Доктор Франкенштейн.
Справа от библиотеки, если стоять к ней лицом, располагался кабинет математики. И тут сразу следует внести ясность, сказав, что алгебра и геометрия являлись для меня едва ли не самыми ненавистными предметами. Я их тупо не понимал и боялся, как высоты. Великие математики, начиная от Пифагора, и заканчивая Лобачевским, строго взирали с портретов, развешанных на стенах, глядя на мои мучения, но поделать ничего не могли. Свою роль, само собой, сыграло то, что в силу прогрессирующей близорукости я не видел всего, что учительница писала на доске, объясняя новый материал, хотя и сидел на первой парте. Поэтому, не понимал в полном объёме, о чём шла речь. Даже задания контрольных работ, и те мне приходилось шёпотом выпытывать у соседа сбоку или сзади, на что уходили драгоценные минуты. Оставалось часто списывать у Панчо, а это, было, ох, как не просто. Благо, он сидел за партой позади меня, а иногда даже рядом, и разбирался, дай Бог каждому, во всех подобных вычислениях, молях, тангенсах, котангенсах и прочем тёмном для меня лесе. Зрение у Панчо не настолько сильно испортилось от беспрерывного чтения книг, как у меня, однако ему тоже были выписаны очки, носимые им дома.
Пару лет спустя после окончания школы мне попалось в руки пособие для поступающих в вузы, «Алгебра и начала анализа», семидесятых годов выпуска, уже с пожелтелыми страницами и потрёпанной обложкой, и тут я решил, от нечего делать, позаниматься по нему самостоятельно. Каково же было моё удивление, когда я обнаружил, что не только понимаю материал, излагаемый в книге, но и могу решать те задачи, что контролировали усвоение формул.
Очки мне выписали ещё в начальной школе. Несколько раз мы с мамой ездили по направлению от нашего деревенского врача в город, в детскую клинику, на приём к офтальмологу. Деревенский доктор не знала толком, что со мною делать дальше, сомневалась, почему-то, в своём диагнозе и хотела его подтверждения. В результате одной январской поездки, меня поставили на учёт и стали даже поговаривать о необходимости операции. И, само собой, выдали рецепт на очки, сразу же нами и заказанные. Ясно помню, как руководитель нашего 3-го класса, первая учительница, Наина Феоктистовна, отправляла меня с урока домой, за футляром с очками, если я их забывал или не брал с собою вполне осознанно, и мне под её нажимом приходилось использовать их на уроках. Упрямился я этому изо всех сил, как только мог, и там, где было возможно, старался обойтись без очков. Для подобного моего поведения имелось несколько причин, самые очевидные-застенчивость, робость, нежелание выделяться и казаться ущербным.
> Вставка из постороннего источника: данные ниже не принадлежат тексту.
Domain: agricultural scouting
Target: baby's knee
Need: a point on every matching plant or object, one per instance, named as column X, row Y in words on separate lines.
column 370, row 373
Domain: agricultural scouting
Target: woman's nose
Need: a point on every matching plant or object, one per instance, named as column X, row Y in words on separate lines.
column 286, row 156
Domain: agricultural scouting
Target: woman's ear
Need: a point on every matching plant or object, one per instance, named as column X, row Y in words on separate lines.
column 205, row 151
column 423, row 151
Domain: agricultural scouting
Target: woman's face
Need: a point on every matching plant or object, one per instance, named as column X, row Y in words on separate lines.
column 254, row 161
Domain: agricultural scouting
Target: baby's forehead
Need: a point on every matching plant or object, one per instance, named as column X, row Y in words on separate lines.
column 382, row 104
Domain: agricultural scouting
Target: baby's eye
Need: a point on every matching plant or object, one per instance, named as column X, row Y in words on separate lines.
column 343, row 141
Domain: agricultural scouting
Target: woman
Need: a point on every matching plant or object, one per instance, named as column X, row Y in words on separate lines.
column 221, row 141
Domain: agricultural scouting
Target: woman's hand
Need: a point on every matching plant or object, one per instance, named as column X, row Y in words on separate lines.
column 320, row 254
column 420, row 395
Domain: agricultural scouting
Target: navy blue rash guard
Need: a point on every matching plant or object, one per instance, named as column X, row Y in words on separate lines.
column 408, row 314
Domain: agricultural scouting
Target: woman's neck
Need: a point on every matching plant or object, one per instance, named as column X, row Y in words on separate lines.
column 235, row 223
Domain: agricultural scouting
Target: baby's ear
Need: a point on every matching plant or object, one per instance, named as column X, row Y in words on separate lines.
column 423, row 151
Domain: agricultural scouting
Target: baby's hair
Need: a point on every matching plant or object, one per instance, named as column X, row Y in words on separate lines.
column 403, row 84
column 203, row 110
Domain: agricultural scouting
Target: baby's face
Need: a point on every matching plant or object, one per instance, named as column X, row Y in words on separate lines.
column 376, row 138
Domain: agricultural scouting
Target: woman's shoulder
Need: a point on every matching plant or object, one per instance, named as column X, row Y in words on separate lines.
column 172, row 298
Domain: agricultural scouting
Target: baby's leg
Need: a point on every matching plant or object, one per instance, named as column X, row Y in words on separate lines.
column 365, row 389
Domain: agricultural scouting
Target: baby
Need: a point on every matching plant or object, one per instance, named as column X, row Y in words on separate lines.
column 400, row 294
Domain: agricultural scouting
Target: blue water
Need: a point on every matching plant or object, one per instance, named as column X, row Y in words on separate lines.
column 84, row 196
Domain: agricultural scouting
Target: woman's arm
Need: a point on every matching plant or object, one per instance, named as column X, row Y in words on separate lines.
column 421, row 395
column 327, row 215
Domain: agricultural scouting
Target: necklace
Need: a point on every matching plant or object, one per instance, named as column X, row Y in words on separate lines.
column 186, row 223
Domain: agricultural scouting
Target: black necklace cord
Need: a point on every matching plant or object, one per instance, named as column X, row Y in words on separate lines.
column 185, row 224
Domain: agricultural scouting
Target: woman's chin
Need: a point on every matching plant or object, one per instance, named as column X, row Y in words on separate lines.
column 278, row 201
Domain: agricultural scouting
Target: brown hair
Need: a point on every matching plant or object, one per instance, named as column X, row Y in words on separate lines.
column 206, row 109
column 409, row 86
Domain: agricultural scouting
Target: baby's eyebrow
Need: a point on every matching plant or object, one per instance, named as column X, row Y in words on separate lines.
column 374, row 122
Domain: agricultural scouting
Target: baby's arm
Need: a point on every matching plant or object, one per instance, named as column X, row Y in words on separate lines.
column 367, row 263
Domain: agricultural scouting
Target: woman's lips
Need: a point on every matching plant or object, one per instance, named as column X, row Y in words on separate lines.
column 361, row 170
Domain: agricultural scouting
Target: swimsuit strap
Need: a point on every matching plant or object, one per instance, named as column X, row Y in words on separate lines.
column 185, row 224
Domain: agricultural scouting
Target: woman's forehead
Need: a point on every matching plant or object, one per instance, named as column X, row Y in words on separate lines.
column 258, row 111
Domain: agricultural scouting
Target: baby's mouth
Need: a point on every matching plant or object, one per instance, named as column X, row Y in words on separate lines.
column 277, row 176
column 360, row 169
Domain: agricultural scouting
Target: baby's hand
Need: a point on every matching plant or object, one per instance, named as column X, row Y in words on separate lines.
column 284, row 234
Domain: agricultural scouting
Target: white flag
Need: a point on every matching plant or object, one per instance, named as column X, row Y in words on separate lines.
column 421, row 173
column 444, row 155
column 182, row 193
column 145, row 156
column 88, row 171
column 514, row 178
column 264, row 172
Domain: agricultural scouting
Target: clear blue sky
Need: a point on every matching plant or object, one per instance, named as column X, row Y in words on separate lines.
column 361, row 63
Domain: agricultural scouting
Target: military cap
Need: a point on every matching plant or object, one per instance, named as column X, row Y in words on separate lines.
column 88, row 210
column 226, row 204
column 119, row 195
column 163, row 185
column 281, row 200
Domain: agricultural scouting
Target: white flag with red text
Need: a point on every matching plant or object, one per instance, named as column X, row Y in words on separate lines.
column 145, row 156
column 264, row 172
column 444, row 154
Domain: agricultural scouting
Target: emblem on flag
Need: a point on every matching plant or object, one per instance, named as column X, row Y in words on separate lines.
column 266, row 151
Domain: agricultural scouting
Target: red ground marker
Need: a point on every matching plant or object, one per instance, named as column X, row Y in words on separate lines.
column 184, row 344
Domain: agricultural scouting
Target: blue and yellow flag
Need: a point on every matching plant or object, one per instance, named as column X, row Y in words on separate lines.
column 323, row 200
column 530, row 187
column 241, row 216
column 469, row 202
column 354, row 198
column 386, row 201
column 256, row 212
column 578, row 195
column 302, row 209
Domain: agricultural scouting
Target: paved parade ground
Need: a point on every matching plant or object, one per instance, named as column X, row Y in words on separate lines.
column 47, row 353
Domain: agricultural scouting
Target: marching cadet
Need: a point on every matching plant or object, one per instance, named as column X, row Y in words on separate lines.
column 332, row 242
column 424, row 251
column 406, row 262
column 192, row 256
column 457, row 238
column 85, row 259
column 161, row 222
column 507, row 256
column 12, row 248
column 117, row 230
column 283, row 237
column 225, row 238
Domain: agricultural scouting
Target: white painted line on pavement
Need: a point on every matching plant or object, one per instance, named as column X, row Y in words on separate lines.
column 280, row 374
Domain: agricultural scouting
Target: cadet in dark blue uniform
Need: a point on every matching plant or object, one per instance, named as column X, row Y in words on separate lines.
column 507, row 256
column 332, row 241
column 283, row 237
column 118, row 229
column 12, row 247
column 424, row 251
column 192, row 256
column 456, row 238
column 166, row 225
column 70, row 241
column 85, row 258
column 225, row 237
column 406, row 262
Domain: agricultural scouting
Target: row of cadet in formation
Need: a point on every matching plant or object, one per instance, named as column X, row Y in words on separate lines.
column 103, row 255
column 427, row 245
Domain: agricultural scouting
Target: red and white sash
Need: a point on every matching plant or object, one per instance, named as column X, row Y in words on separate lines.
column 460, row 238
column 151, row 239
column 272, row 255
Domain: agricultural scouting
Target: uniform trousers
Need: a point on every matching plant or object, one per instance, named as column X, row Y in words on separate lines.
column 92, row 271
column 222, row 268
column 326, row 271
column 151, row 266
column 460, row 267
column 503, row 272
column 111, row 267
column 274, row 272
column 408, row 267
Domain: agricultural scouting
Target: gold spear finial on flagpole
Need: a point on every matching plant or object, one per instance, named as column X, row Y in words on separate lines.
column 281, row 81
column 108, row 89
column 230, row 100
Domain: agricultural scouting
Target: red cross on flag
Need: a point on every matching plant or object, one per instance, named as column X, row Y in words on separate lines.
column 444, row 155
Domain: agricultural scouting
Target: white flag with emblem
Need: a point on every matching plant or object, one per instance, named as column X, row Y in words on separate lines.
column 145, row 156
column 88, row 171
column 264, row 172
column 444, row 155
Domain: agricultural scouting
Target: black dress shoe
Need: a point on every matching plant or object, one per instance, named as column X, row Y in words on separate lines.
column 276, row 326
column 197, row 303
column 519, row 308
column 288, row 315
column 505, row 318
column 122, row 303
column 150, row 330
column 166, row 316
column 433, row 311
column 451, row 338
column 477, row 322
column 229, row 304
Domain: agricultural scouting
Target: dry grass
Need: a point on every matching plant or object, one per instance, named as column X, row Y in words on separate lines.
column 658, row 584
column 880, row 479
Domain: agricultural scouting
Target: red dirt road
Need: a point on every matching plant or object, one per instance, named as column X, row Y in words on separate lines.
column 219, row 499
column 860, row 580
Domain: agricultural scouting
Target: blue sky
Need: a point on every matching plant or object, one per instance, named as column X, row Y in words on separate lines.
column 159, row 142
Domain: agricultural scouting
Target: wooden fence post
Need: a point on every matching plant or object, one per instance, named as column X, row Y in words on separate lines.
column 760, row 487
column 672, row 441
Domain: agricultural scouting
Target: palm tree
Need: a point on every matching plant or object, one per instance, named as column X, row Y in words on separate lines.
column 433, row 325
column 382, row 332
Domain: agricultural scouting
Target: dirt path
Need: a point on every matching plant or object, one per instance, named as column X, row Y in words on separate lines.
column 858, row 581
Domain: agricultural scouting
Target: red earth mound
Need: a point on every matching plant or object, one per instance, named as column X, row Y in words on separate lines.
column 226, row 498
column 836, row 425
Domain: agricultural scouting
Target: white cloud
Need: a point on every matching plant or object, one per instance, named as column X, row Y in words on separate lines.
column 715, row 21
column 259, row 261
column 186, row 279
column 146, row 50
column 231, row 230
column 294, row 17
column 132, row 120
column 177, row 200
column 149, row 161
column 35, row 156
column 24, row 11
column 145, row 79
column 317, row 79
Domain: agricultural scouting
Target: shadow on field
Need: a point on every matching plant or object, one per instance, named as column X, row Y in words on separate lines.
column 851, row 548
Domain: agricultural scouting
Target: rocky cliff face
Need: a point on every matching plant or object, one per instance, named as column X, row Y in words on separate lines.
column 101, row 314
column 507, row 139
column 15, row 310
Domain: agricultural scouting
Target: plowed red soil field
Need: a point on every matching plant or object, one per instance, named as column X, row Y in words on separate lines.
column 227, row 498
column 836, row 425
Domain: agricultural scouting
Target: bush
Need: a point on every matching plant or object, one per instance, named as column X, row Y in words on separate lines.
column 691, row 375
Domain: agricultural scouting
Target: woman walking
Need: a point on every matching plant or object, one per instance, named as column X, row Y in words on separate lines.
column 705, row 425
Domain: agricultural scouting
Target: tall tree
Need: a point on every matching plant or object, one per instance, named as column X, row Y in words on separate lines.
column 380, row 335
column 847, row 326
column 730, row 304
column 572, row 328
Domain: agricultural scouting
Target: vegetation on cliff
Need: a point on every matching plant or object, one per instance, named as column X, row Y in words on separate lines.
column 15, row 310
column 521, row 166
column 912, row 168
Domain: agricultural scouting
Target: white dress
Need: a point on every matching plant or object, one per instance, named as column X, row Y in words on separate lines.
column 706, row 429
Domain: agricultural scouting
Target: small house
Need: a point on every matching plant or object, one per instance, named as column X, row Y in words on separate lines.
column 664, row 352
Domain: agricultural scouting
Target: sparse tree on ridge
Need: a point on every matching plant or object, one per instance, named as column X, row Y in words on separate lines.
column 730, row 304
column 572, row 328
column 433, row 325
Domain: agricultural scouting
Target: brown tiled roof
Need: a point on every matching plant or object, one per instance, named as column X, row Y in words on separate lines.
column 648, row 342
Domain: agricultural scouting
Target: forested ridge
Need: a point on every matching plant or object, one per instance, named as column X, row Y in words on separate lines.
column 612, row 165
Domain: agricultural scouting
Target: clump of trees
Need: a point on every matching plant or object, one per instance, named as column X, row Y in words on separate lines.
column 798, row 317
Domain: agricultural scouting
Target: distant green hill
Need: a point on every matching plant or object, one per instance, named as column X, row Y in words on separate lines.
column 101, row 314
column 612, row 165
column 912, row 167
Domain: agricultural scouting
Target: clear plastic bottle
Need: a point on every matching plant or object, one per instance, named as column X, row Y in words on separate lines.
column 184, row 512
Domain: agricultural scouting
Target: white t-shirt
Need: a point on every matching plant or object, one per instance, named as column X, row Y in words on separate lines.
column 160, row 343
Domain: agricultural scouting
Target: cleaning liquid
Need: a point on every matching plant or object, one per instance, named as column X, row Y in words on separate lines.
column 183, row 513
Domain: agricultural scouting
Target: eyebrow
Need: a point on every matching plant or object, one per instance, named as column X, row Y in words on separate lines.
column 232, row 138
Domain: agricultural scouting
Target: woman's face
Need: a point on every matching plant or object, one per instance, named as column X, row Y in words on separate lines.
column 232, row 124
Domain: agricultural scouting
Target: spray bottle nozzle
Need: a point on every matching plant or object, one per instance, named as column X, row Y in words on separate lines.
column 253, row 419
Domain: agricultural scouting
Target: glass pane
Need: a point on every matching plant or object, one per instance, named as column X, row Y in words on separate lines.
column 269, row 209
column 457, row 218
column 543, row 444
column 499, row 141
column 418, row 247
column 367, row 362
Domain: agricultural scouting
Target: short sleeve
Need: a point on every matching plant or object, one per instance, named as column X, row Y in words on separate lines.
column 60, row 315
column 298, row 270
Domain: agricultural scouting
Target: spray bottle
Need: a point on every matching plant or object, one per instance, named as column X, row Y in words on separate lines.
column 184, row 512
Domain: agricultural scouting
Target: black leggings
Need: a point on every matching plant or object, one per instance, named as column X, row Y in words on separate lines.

Вдобавок ко всему прочему, в классе у нас была одна девочка, сидевшая на втором ряду, на которую я регулярно посматривал, стараясь обратить на себя её внимание. Но, впрочем, к ней я ещё вернусь в своём повествовании. Она невероятно мне нравилась, поэтому совсем не хотелось выглядеть перед ней слабеньким очкариком. В неё, в эту девочку с косичками, с чуть вздёрнутым носиком, с веснушками, носившую странную фамилию Мильсон, выросшую постепенно в первую красавицу класса и отличницу, я был влюблён со второго класса. Нет, я тогда не понимал, конечно, своих чувств; просто при виде её у меня сердце начинало биться быстрее, казалось, что я могу летать, а ещё мечталось, что вот, если бы мы с ней дружили, это было б замечательно… Размышления на эту подобную доводили иногда до слёз, тем более, что любимая не обращала не меня никакого абсолютно внимания. Со временем я стал понимать, что к чему, но легче не становилось, а попыток подойти, заговорить не предпринимал никаких из-за дурацкой робости и патологической скромности, приводивших к тому, что я начинал сильно заикаться и не мог произнести ни слова. По той же самой причине рассказывать у доски выученное стихотворение по литературе или отвечать урок по какому-нибудь другому предмету было сложно, я запинался почти на каждом предложении, вызывая в классе общее хихиканье. Всё, на что меня хватало, это писать записки с признаниями в любви, со стихами, и тайком вкладывать их в карман её пальто или куртки, для чего я старался на перемене прокрасться в раздевалку. А на следующий день, с замирающим от ужаса и надежды сердцем, ждать её реакции. Чего я ожидал, какой должна была быть её реакции, я сам не мог сказать. Однако, ничего не менялось, она по-прежнему не удостаивала меня и взглядом, а я всё мучился и изводил себя напрасными, ничем не подкреплёнными, ожиданиями. В последний раз мы виделись на выпускном, и у меня теплилась в тот день надежда, на то, что может произойти некое чудо. Нет, ничего волшебного так и не случилось.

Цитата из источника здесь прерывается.